Cardinality Estimation on Hyper-relational Knowledge Graphs
Fei Teng, Haoyang Li, Shimin Di, Lei Chen
TL;DR
This work tackles cardinality estimation on hyper-relational knowledge graphs (HKGs) by introducing diverse, unbiased query benchmarks and a qualifier-aware graph neural network (HRQE). HRQE directly integrates qualifiers via qualifier-aware message passing, qualifier completion with a CVAE, and adaptive multi-layer combination, coupled with a data augmentation strategy to improve generalization. Empirical results across three HKGs show HRQE consistently outperforms state-of-the-art CE methods in both accuracy and efficiency, with ablations confirming the value of each component.

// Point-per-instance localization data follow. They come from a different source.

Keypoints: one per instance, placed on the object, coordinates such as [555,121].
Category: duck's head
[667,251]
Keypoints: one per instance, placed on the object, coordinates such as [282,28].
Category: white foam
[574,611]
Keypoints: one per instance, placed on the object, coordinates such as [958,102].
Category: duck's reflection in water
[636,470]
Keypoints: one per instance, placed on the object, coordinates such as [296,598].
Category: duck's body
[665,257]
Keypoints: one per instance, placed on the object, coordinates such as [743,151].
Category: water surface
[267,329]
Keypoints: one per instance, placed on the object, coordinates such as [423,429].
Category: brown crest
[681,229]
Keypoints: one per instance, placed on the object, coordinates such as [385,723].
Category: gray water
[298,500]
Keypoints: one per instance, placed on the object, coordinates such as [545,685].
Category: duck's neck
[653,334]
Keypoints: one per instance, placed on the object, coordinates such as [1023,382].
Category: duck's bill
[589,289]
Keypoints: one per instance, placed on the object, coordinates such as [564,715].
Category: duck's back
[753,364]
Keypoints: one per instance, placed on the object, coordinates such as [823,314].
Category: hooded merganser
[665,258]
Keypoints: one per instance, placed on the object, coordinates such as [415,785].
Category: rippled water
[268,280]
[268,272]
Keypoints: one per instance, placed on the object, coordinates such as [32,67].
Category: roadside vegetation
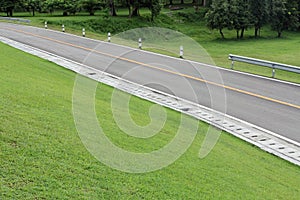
[42,156]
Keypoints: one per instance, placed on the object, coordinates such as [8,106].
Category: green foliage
[259,14]
[42,156]
[217,17]
[91,6]
[8,6]
[242,14]
[278,17]
[155,8]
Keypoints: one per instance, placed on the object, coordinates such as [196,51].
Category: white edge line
[161,55]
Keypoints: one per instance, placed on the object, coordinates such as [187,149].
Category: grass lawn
[42,156]
[268,47]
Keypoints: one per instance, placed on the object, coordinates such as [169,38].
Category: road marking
[161,69]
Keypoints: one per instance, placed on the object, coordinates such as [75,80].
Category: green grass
[267,47]
[42,156]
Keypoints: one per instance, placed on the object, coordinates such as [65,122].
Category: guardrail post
[140,43]
[108,37]
[181,51]
[83,32]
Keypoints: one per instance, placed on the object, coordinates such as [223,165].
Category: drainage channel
[264,139]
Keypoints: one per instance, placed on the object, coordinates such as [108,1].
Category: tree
[293,14]
[8,6]
[278,16]
[155,8]
[239,16]
[112,8]
[32,5]
[259,14]
[133,7]
[91,6]
[217,16]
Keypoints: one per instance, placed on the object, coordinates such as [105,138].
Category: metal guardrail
[265,63]
[15,19]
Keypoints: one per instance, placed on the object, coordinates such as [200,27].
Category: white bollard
[140,43]
[181,52]
[108,37]
[83,32]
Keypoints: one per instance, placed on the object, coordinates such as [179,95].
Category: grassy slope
[43,157]
[283,50]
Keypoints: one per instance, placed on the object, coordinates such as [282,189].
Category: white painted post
[140,43]
[108,37]
[273,72]
[181,52]
[83,32]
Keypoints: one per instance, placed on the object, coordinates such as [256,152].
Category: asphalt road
[270,104]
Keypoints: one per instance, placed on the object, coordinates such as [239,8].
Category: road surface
[267,103]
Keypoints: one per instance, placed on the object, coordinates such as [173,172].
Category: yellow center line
[162,69]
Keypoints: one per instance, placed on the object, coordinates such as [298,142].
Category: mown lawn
[42,156]
[267,47]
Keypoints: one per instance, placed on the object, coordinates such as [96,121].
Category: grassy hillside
[42,156]
[268,47]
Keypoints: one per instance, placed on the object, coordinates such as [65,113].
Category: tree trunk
[135,12]
[279,34]
[256,32]
[112,8]
[222,34]
[237,34]
[242,33]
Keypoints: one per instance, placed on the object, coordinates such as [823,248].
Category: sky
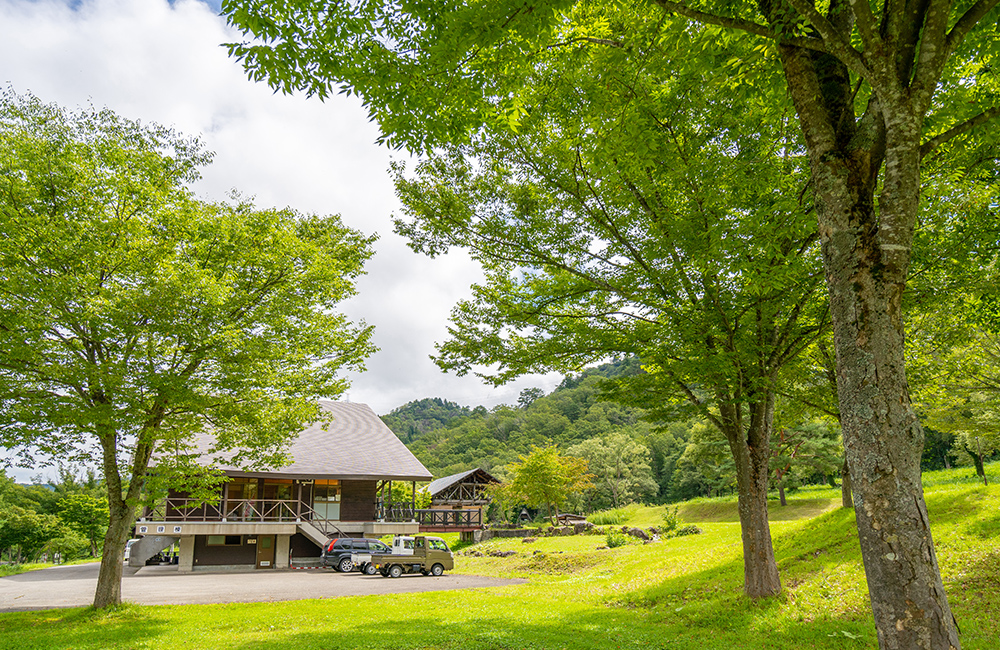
[160,61]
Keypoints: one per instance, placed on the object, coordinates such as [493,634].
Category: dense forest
[633,455]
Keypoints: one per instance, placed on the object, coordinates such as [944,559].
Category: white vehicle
[128,547]
[402,545]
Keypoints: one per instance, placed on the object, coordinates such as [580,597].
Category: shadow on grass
[126,626]
[728,511]
[591,629]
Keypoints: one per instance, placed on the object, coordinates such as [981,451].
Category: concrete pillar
[281,545]
[185,561]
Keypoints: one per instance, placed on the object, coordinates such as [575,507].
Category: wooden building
[458,502]
[276,518]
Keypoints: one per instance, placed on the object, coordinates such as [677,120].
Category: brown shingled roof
[355,444]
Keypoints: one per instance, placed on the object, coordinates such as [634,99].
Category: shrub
[616,538]
[670,521]
[611,517]
[690,529]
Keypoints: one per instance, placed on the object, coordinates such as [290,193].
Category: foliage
[133,316]
[689,529]
[420,417]
[670,520]
[547,478]
[616,538]
[87,516]
[70,545]
[679,593]
[620,465]
[24,533]
[611,517]
[402,492]
[804,451]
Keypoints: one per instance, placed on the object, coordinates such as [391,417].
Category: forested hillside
[633,455]
[645,460]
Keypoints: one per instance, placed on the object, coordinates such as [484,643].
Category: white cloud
[161,62]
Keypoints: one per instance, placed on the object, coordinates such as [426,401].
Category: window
[326,499]
[242,488]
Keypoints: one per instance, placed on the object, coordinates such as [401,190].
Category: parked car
[128,548]
[425,555]
[337,553]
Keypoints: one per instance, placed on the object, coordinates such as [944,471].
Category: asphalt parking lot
[73,586]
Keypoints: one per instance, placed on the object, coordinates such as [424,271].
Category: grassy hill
[679,593]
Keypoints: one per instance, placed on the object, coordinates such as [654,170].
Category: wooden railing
[290,510]
[184,509]
[450,518]
[437,518]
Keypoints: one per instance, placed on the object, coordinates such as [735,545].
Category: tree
[23,532]
[620,465]
[798,452]
[133,316]
[87,516]
[717,302]
[547,478]
[875,90]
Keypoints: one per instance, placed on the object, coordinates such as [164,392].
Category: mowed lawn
[679,593]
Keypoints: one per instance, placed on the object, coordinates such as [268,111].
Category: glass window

The study provides practical benchmarks and a scalable CE framework that can enhance query optimization and motif distribution predictions in complex HKGs.
Abstract
Cardinality Estimation (CE) for query is to estimate the number of results without execution, which is an effective index in query optimization. Recently, CE for queries over knowlege graph (KGs) with triple facts has achieved great success. To more precisely represent facts, current researchers propose hyper-relational KGs (HKGs) to represent a triple fact with qualifiers providing additional context to the fact. However, existing CE methods, such as sampling and summary methods over KGs, perform unsatisfactorily on HKGs due to the complexity of qualifiers. Learning-based CE methods do not utilize qualifier information to learn query representation accurately, leading to poor performance. Also, there is only one limited CE benchmark for HKG query, which is not comprehensive and only covers limited patterns. The lack of querysets over HKG also becomes a bottleneck to comprehensively investigate CE problems on HKGs. In this work, we first construct diverse and unbiased hyper-relational querysets over three popular HKGs for investigating CE. Besides, we also propose a novel qualifier-aware graph neural network (GNN) model that effectively incorporates qualifier information and adaptively combines outputs from multiple GNN layers, to accurately predict the cardinality. Our experiments demonstrate that our model outperforms all state-of-the-art CE methods over three benchmarks on popular HKGs.